Karaduman, Mecliste düzenlediği basın toplantısında, koronavirüs bilançosunun her geçen gün ağırlaştığını, açıklanan rakamlara göre durumun özellikle metropol iller için endişe verici hakikati ortaya koyduğunu söyledi.

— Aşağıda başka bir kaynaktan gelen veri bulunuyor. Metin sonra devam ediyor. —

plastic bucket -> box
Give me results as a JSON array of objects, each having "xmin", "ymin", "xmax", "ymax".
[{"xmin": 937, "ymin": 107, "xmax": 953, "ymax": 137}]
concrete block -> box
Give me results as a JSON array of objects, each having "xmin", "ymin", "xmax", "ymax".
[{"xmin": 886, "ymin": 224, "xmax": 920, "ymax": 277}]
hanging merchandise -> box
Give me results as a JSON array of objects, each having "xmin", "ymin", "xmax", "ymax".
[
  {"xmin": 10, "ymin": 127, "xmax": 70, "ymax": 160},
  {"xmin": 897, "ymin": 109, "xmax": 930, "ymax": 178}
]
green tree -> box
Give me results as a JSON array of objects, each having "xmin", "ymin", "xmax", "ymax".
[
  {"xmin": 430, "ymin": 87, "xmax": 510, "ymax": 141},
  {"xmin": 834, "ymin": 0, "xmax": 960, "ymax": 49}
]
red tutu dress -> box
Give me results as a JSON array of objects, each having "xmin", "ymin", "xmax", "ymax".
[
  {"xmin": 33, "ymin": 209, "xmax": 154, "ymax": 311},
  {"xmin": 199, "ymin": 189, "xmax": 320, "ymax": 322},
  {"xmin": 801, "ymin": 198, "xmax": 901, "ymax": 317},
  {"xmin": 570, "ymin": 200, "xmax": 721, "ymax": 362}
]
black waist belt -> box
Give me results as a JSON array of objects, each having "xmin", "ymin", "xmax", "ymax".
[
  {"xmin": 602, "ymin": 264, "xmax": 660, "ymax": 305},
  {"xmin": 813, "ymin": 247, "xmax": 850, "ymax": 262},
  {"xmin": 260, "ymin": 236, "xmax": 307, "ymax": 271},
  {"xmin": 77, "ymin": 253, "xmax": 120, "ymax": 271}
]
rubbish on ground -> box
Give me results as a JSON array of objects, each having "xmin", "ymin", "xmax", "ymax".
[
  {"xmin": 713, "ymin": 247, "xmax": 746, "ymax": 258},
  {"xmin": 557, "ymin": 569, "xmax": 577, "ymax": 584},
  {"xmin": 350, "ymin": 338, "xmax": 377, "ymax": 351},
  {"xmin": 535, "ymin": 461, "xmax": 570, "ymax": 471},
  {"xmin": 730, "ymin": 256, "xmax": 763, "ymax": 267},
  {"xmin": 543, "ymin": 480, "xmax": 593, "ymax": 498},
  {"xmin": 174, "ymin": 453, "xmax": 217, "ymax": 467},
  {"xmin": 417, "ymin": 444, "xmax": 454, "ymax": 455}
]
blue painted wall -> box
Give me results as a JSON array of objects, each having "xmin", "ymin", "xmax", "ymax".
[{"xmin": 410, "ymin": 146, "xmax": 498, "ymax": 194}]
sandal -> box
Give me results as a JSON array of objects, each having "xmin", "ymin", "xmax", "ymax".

Nüfus yoğunluğunun fazla olduğu illerde virüsün yayılma hızının yüksek olacağının bilindiğini, başta İstanbul olmak üzere metropol kentlerde yeni birtakım önlemlerin alınmasının zorunluluk haline geldiğini ifade eden Karaduman, dün itibarıyla açıklanan toplam vaka sayısının 18 bin 135'e ulaştığını, vaka sayısı ve can kayıplarının çoğunun İstanbul'da gerçekleştiğini aktardı.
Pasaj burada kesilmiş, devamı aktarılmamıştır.